The Boy Who Loved Anne Frank: A Novel, by Ellen Feldman, is an interesting novel of the Holocaust written from a unique perspective. It is a poignant and compelling story line, which includes haunting remnants of the first love between Anne Frank and Peter van Pels. The historical novel kept me captured through the last page.
Feldman details the historical, and little known facts regarding the diary of Anne Frank. She gives the audience a perspective of, “what if”. What if Peter had survived? What would his life have been like if he had survived? The flow of the story shows how the boy, Peter, grew into an adult. Feldman is extremely brilliant and descriptive in detailing his journey from child to man. There are emotional illuminations, expanding on how he developed into a man who came to hate himself, through his own guilt, denial, assimilation, new identity, and fear.
The Boy Who Loved Anne Frank leaves one to wonder whether promises made as a teenager should be kept as we grow and mature. The author analyzes that factor and how it plays into Peter’s life. The analogies in the novel are extremely compelling, the fear often causing a Holocaust of Self, so to speak.
Peter’s attempt to forget his past, and start anew after emigrating to America, only dig him deeper into the roots he tries to blot out. He marries, has children, yet he vividly cultivates memories of his past through flashbacks, and entwines them in his mind. Some memories are real and ome are imagined. All are after-effects of the Holocaust. We watch him deteriorate before our eyes, and can envision his actions through Feldman’s masterful word imagery…such as when he discovers Anne Frank’s Diary has been published.
The events that follow that discovery are a study on the fear Holocaust victims carried with them…hiding, moving, whispering, running. The book became his stepping stone backwards, forwards, and backwards again into fear and loathing.

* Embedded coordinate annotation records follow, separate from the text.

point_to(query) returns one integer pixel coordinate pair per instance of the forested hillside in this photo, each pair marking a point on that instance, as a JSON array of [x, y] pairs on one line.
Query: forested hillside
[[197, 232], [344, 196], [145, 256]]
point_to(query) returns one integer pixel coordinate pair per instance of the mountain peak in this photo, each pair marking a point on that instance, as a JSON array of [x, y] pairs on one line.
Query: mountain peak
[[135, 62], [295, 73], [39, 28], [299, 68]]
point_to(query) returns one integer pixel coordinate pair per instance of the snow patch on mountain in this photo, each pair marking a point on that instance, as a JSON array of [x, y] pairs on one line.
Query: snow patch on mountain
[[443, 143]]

I was intrigued by the information contained in this amazing historical novel. There are scenarios regarding the events leading to the lawsuit filed against Otto Frank, disputing some of the facts that were permitted to be given creative license in the play and film.
I recommend The Boy Who Loved Anne Frank. The effort put forth by the Ellen Feldman is one that you will not soon forget. Her writing is brilliant, cutting to the core of emotions and logic. The book is infused with incredible word-paintings, and historical relevancy, leaving the reader with much to ponder.